Product management director, Credit Suisse
2006 really has been the year of Coll - the new investment rulebook - which is at the forefront of many asset managers' minds. Many have already adopted the regime, while the rest are no doubt working hard towards achieving the new status before the February 2007 deadline. The regime can be implemented in a number of ways - whether it is simply a transition of investments across to the new rules or taking the opportunity to enhance investment powers. Lots of the change is process-driven as making changes under the Ucits regime often results in the need for a shareholder vote - fund-specific or otherwise. For our part, we have made a lot of changes so a number of shareholders have to be written to and there have been some 22 shareholder meetings - so as you can imagine it's been a lot of work. Nevertheless, it's worth the pay-off of taking the opportunity to refresh and update the range, while simplifying it at the same time. This greater efficiency and investment flexibility is great news for investors.
There are three exciting prospects for 2007. First, the industry is developing a wider understanding of what is allowed through Coll and Ucits. We've already seen the growth of absolute return products and 2007 is bound to see an extension of that innovation through a number of multi-asset class mandates.
Second, the FSA is talking about the potential enhancement of funds of unregulated schemes. This will bring different sorts of investments into play, allowing further diversification. Given the clarification of Ucits on a pan-Euro basis, people will have to look at additional fund companies, which will represent an interesting challenge to a number of people. Lastly, November 2007 sees the implementation of MiFID, the Markets in Financial Instruments Directive, the impact of which is ongoing but is expected to affect businesses in a number of ways.
Head of business regulation, Aegon
In regulatory spheres, years often blend together and in many areas, 2007 will be a continuation of 2006. 2006 gave us an insight into the Government's response to Turner's proposals. While the state reforms in the Pensions Bill are broadly welcome, we were disappointed with the downgrading of the State Second Pension, the decision to stop defined contribution contracting out in 2012, the lack of anything new for the self-employed and the continued question mark means-tested benefits casts for many over the attraction of long-term saving. The anticipated pre-Christmas White Paper on personal accounts will give us plenty to debate throughout 2007.

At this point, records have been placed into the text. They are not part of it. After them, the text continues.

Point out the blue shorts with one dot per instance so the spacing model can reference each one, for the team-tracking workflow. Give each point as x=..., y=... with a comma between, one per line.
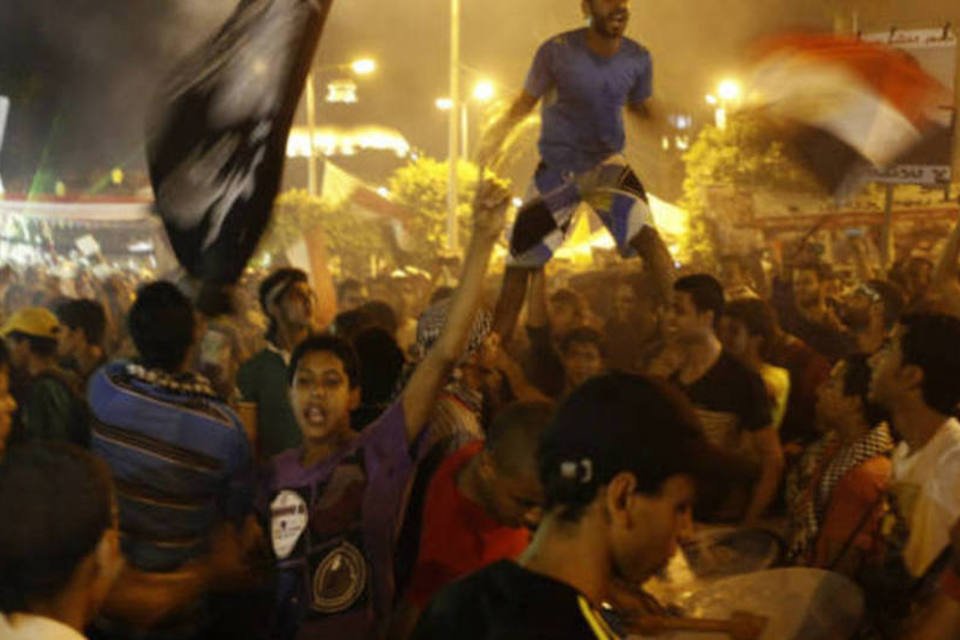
x=545, y=220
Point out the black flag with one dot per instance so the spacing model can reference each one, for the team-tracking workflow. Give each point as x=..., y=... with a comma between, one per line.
x=218, y=138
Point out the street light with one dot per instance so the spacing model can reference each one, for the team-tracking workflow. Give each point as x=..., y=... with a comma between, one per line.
x=729, y=90
x=483, y=91
x=727, y=95
x=363, y=66
x=360, y=67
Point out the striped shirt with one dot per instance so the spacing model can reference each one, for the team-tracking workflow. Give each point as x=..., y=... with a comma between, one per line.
x=180, y=460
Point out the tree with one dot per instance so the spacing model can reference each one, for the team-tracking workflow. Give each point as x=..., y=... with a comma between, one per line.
x=421, y=186
x=349, y=238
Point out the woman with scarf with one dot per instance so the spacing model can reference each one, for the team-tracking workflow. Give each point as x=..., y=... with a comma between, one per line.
x=834, y=495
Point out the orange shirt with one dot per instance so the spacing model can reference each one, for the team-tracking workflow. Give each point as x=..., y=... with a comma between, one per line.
x=458, y=537
x=857, y=492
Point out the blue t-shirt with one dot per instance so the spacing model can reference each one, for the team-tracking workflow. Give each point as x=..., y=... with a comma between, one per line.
x=583, y=98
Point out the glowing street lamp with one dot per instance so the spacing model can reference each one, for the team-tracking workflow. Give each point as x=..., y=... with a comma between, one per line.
x=363, y=66
x=729, y=90
x=484, y=91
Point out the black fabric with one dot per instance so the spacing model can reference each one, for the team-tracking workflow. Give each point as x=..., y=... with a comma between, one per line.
x=216, y=154
x=505, y=601
x=730, y=387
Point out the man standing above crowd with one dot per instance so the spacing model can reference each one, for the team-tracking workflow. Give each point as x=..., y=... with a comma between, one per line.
x=288, y=301
x=802, y=307
x=50, y=405
x=584, y=79
x=82, y=327
x=730, y=399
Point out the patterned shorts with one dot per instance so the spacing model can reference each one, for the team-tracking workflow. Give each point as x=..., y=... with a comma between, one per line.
x=545, y=220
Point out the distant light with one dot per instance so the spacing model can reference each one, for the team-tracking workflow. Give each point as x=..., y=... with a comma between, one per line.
x=484, y=91
x=342, y=92
x=729, y=90
x=363, y=66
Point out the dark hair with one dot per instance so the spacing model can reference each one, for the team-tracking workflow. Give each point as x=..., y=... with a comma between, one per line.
x=856, y=382
x=441, y=293
x=581, y=335
x=38, y=345
x=381, y=363
x=757, y=316
x=705, y=291
x=162, y=325
x=514, y=435
x=56, y=503
x=286, y=276
x=892, y=298
x=87, y=315
x=619, y=422
x=932, y=342
x=336, y=345
x=381, y=314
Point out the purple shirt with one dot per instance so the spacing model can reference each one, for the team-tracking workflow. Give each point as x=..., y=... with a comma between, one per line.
x=333, y=528
x=583, y=98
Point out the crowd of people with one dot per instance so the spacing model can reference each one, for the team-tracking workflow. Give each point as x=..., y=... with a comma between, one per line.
x=174, y=475
x=420, y=468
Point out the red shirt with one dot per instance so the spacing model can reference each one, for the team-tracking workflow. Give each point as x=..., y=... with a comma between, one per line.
x=458, y=537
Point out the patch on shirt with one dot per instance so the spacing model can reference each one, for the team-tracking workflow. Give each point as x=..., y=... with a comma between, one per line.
x=339, y=580
x=288, y=521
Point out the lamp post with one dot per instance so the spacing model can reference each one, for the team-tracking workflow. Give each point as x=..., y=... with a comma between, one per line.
x=453, y=135
x=359, y=67
x=728, y=94
x=483, y=91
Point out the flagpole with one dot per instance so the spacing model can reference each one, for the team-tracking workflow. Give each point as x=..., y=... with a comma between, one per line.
x=311, y=133
x=453, y=138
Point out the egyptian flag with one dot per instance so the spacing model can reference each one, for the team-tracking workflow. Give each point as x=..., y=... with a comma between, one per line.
x=847, y=104
x=217, y=140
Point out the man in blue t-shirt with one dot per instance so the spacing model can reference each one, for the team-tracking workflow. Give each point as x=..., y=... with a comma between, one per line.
x=584, y=79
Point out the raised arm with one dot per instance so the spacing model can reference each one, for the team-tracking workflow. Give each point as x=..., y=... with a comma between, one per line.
x=419, y=395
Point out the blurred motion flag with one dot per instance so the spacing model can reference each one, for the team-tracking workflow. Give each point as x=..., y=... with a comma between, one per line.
x=847, y=104
x=218, y=136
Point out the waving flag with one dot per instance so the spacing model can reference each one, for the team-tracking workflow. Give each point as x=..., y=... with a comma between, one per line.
x=217, y=141
x=851, y=103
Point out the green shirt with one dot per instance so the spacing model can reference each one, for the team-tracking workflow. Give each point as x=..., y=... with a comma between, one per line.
x=53, y=411
x=263, y=379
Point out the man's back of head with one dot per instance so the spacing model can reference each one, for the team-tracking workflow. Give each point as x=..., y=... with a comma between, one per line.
x=932, y=342
x=86, y=315
x=59, y=547
x=162, y=325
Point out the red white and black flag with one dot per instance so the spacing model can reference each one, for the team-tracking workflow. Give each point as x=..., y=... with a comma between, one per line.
x=849, y=104
x=217, y=139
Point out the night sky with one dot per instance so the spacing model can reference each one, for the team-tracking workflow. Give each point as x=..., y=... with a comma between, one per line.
x=81, y=72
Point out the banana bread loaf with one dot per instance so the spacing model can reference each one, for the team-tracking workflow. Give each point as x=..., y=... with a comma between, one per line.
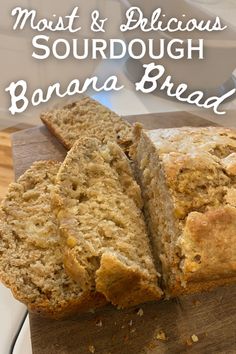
x=188, y=180
x=31, y=262
x=87, y=118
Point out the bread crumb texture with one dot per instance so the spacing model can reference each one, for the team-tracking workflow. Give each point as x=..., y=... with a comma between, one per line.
x=98, y=205
x=89, y=118
x=31, y=262
x=188, y=178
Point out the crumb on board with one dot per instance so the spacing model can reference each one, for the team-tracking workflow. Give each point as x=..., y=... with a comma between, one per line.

Key issues include personal account design and delivery, the extent to which employers may 'level down' current provision and how we get people saving above the statutory minimum - this takes advice and advice costs. Pensions A-Day's 'simplifications' prompted widespread review of existing arrangements and the wider flexibilities in investments and contributions should benefit pension savers through 2007 and beyond. The FSA maintained its welcome focus on Treating Customers Fairly during 2006 and has set a March 2007 deadline for firms to demonstrate real progress. Providers signed up to the ABI's Customer Impact scheme will be producing their first customer commitment progress reports in the spring.
The FSA also unveiled its approach to transposing MiFID into UK regulation including the opportunity to move from Conduct of Business rules to principles. This will have major long-term implications, which we'll begin to see in 2007. Last but not least, the FSA set out the scope of its review of retail distribution. This dovetails neatly with ongoing ABI work and provides a real opportunity for distributors and providers to work together to build a future that better serves consumers, distributors and providers alike.
Head of tax and financial planning, Skandia
From a tax-planning perspective, 2006 has been about the decisions made on the IHT planning of trusts in the Budget. Not only did that affect the whole taxation of insurance written in trust, but all investment trusts as well. Whereas there used to be two IHT regimes - a simple and a complicated version - now only the latter remains. The impact on inheritance has been huge as tax thresholds have risen and brought asset values along with them. This rise has been faster than inflation and is dragging more people into these IHT regimes. Looking ahead, as with any substantial change, a significant amount of time is needed for them to blend in and the Association of Risk Insurers is working closely with the Revenue to do exactly that. I chair the Association of British Insurers' Product Tax Planner, which is also trying to tackle the uncertainty to make advisers' lives easier as they go.